Mereka rela menunda sholat berjamaah di rakaat awal, bahkan kadang harus sholat di bagian lantai tanpa karpet. Semua dilakukan demi memastikan pelaksanaan ibadah berjalan lancar, tidak ada hambatan, dan jamaah merasa aman. Ini adalah bentuk nyata profesionalisme dan manajemen pelayanan yang luar biasa dari pengelola masjid.
Namun, pelayanan tidak selalu berarti memanjakan keinginan semua orang. Justru dalam melayani banyak orang, ketegasan penegakan aturan menjadi bagian penting. Tidak semua keinginan jamaah bisa diakomodasi.
Sebagai contoh, setelah tawaf, saya sering melihat orang tetap memaksakan diri sholat sunnah di jalur lalu lintas jamaah. Mungkin karena tempat sholat di sekitar Ka’bah sudah penuh, mereka enggan bergeser ke area yang lebih longgar di belakang. Akibatnya, jalur padat pun tersumbat.

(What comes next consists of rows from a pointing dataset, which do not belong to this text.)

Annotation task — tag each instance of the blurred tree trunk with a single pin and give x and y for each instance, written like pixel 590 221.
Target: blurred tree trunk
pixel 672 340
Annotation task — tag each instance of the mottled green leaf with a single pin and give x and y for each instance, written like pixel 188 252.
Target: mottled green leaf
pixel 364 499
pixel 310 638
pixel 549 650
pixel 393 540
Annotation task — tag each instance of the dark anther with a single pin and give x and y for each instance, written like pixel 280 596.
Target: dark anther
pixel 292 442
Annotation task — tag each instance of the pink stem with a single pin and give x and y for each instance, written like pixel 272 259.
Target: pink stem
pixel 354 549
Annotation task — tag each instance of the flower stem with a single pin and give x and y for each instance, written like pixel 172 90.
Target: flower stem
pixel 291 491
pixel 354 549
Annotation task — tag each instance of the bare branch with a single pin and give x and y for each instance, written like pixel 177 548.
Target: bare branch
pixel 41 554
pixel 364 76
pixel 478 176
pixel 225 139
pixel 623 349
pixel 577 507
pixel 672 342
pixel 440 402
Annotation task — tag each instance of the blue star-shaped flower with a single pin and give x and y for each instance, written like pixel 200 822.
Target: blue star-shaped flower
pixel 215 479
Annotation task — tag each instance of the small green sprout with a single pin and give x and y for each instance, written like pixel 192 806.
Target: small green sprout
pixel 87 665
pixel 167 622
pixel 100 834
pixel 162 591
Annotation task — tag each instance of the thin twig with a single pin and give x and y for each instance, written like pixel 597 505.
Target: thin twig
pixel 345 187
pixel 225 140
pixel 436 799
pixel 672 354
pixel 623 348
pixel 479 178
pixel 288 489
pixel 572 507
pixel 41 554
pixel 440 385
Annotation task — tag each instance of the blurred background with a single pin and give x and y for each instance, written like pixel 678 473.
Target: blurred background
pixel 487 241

Dalam situasi seperti ini, petugas keamanan masjid akan bertindak tegas. Mereka akan mengusir, bahkan mendorong jamaah yang sholat di tempat yang mengganggu jalur. Bagi sebagian orang, hal ini mungkin tampak seperti pelecehan ibadah. Tapi jika dipahami lebih dalam, tindakan tegas itu justru bentuk perlindungan agar keselamatan dan kelancaran ibadah ribuan jamaah tetap terjaga.
Hal serupa juga saya saksikan di Raudhah, salah satu tempat mustajab untuk berdoa di Masjid Nabawi. Banyak orang ingin berlama-lama berdoa di sana. Namun, karena area Raudhah tidak terlalu luas dan ratusan orang mengantre, petugas dengan sigap mengingatkan dan meminta jamaah untuk bergantian.
Di Masjidil Haram, teriakan para petugas seperti, “Haji… haji… ya Allah haji…!” sudah menjadi pemandangan sehari-hari. Teriakan itu bukanlah kemarahan, melainkan peringatan agar jamaah tidak berhenti, duduk, atau sholat di jalur lalu lintas. Atau terkadang, untuk menertibkan orang yang masuk ke area yang belum dibuka.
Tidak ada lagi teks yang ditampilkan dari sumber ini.